I'm finally in my final week of classes for the first fall session which means I haven't fully grocery shopped in about 2 weeks (it's slowly killing me). Adam and I have been living off soup and crackers so the other day, I was determined to scavenge up whatever I could find in the condo and make an actual meal out of it. I found some ground chicken in the freezer and an abundance of pasta in the pantry. The obvious answer was to make meatballs. I didn't want just normal meatballs though so I decided to think outside of the box.
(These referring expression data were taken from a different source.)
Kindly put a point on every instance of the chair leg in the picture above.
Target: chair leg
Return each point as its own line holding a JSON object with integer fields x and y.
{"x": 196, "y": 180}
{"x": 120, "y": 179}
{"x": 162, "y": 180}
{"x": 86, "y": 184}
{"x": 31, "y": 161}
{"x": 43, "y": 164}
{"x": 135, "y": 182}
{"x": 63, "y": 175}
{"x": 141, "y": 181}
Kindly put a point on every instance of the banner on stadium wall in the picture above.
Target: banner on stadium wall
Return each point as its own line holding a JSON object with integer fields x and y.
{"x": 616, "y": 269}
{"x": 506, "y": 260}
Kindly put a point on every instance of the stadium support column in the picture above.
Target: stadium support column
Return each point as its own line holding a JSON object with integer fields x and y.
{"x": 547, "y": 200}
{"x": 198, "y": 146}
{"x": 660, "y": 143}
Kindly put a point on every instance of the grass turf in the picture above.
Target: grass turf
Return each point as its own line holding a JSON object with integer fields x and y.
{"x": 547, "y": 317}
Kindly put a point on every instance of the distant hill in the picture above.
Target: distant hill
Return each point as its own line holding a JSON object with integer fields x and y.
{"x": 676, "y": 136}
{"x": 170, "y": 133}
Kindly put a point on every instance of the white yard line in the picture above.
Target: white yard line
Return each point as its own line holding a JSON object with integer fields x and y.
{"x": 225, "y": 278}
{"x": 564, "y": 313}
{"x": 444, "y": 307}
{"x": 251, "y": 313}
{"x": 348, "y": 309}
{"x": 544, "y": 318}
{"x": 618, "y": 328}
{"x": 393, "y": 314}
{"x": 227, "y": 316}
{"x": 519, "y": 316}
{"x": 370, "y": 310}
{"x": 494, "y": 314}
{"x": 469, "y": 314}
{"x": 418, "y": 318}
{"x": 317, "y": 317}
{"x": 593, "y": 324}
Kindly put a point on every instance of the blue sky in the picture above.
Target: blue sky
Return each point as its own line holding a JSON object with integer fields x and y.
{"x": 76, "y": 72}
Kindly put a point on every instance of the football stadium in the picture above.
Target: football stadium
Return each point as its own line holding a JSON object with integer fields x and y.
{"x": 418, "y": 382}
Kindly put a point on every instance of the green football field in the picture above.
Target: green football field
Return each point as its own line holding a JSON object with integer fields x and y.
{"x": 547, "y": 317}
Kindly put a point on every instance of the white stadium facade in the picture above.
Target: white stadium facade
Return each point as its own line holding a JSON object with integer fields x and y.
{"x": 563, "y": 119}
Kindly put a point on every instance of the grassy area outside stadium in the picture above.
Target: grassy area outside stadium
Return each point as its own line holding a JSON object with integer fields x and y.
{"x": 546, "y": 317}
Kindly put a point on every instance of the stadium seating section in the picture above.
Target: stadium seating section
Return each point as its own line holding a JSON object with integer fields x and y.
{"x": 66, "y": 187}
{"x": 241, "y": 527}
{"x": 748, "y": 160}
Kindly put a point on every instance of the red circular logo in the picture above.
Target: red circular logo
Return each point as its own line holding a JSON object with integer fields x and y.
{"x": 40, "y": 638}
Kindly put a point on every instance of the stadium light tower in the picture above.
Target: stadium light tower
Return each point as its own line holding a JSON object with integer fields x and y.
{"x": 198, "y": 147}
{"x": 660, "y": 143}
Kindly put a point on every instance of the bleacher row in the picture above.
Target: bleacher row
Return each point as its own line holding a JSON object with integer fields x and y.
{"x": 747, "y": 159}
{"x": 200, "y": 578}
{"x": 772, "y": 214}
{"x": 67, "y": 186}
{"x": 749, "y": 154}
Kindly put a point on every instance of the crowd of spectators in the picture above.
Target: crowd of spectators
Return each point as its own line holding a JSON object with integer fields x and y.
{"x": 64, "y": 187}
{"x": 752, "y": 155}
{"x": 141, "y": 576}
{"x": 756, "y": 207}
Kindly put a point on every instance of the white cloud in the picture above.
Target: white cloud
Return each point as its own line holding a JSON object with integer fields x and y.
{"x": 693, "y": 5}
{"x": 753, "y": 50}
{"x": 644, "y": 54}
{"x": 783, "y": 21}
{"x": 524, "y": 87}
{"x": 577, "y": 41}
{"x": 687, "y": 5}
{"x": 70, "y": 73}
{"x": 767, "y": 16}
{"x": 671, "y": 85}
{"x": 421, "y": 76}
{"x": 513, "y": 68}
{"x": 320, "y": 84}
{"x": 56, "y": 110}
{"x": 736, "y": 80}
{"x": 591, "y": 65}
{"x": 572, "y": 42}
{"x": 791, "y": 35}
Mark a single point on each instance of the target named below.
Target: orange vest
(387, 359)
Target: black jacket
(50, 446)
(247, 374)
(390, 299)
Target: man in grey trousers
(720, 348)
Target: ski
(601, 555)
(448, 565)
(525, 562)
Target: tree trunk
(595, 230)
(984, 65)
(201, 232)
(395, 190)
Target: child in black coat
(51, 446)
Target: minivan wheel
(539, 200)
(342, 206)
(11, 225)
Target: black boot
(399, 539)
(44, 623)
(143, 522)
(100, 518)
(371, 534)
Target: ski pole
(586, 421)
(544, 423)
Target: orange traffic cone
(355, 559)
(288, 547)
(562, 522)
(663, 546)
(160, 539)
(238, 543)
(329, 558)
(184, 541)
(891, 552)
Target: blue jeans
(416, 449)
Here is a little breakdown of my thought process: meatballs → Italian → pasta → chicken parm. and pasta → meatballs → chicken parm meatballs! I love chicken Parmesan and I love meatballs so why not make a meal out of both? These meatballs were a hit and beyond addicting. If I had not made pasta to go with it, I'm sure we would have devoured every single meatball.
Chicken Parmesan Meatballs
- 1 lb. 95% lean ground chicken
- 1 1/2 cups garlic and herb breadcrumbs
- 1 large egg
- 1/8 teaspoon salt
- 1/8 teaspoon pepper
- 2 cloves minced garlic
- 1 teaspoon dried parsley
- 2 ounces fresh grated Parmesan cheese (do not use the grated cheese that comes in a plastic container; grate it fresh yourself)
- 3 tablespoons butter
- Mozzarella cheese for garnish
Preheat oven to 400°.
In a large bowl mix ground chicken, 1/2 cup breadcrumbs, egg, salt, pepper, garlic, parsley, and cheese (do not over mix). Using your hands or a tablespoon measure, roll mixture into 20 meatballs. Place on a baking sheet, cover with plastic wrap, and refrigerate for 30 minutes to an hour.
After the meatballs have set, melt 3 tablespoons butter in a medium saucepan. As soon as the butter is melted, remove from heat and saute 1 cup breadcrumbs. Once mixed, pour breadcrumbs into a shallow bowl. Roll meatballs in the breadcrumb mixture and place on a greased baking rack on a baking sheet. Bake for 15 minutes. Serve over pasta and garnish with mozzarella cheese.